Stratford City is a mixed-use development project in Stratford, London, England, to the north of Stratford town centre. The main developers are the Westfield Group and Lendlease.

Stratford City is the name given to the urban community centred on the Queen Elizabeth Olympic Park. Based on Stratford Regional and Stratford International railway stations, it includes Stratford Cross, a joint venture between Lendlease and London and Continental Railways (LCR) to create a £2 billion commercial and residential development, the Westfield shopping centre, Chobham Academy, and the East Village, previously the athletes' village constructed by Lendlease for the London 2012 Olympic and Paralympic Games.

Within Stratford City there is provision for 2900000 sqft of retail and leisure space, 1300000 sqft of hotel space, 6600000 sqft of commercial district space, 16,400 new homes, 180000 sqft of community facilities, and two energy centres capable of providing 75% of the sites' energy needs.

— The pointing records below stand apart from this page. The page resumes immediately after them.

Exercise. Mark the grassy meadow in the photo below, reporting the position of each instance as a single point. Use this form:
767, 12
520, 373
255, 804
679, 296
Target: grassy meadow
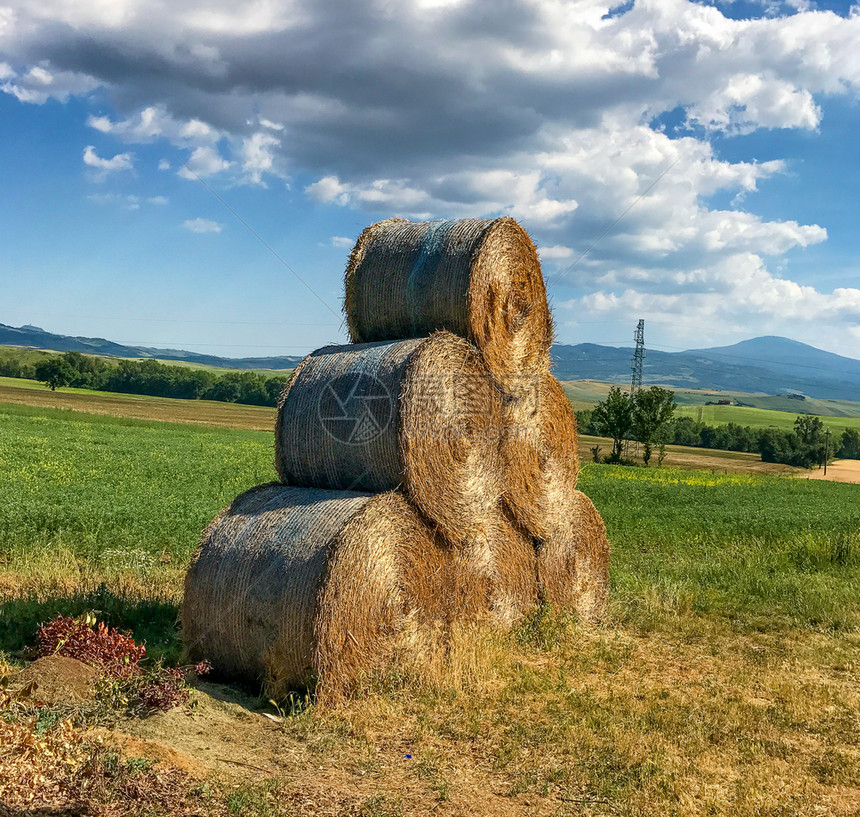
759, 410
723, 682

Royal Mail has allocated the postcode E20 to Stratford City and the Queen Elizabeth Olympic Park.

==Planning==
The whole Queen Elizabeth II Olympic Park site was proposed to be secured under a compulsory purchase order (CPO) by the London Development Agency. In late 2005, a row broke out between then Mayor of London Ken Livingstone and Newham Council/Westfield over the use of the legal instrument. The site for the Olympic Village was to be located next to the £4 billion development of Stratford City, but access difficulties meant that the Olympic Park CPO extended onto the site for Stratford City. In November 2005, an agreement was made whereby the CPO over the Westfield site was removed, subject to agreed access provisions to the Olympic Village.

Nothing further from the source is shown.